納得できる内容ではある。そんなことが可能かと言われれば俺には説明が難しいが、全盛期のクリエイターであれば誇張無しに何でも犠牲無しで創ることが出来た筈だ。ならばその時にそういった装置を創ったのだろう。
「さて、そろそろ行こうか。災害は本当にこれまでとは比べものにならないぐらい強い。気を付けてね。」
なんだこいつ、急に助言し始めた。まぁ、助言で嘘なんてつかないだろうし、ちゃんと気に留めておこう。

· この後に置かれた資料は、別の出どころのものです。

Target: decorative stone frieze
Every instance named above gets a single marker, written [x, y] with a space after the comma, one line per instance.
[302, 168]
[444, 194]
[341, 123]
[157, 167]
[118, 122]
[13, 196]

「あぁ、気を付けるさ。皆を救う為にも負ける訳にはいかねぇからな。」
「じゃあ、移動するよ。」
いつものワープと同じく、景色が暗転する。そして見知らぬ場所へと移動した。
その場所はあまりにも物騒だった。
目の前に広がるのは、兵器の数々。そこに人の気配は無い。武器の種類は素人の俺が分かるものではないが、その量は戦争でも始めるのか、というぐらいである。
「……やっぱ、ヤバいのか?」
急に怖気がし始めた。今までは特にこういった装置は無かった為、いざレベルの違いを見せつけられると、どうも怯えてしまう。
「さっきからずっと言ってる通りさ。まぁ、これだけしても殆ど意味を成さないよ。結局頼れるのは君しかいない。というか君以外戦力外というまであるよ。でも無いよりはあった方がいいだろうし、取り敢えず設置した感じだね。」
取り敢えずの量じゃないと思うんだが、それは……。しかし、言ってしまったものは仕方ない。なんとかして倒してしまわなければ。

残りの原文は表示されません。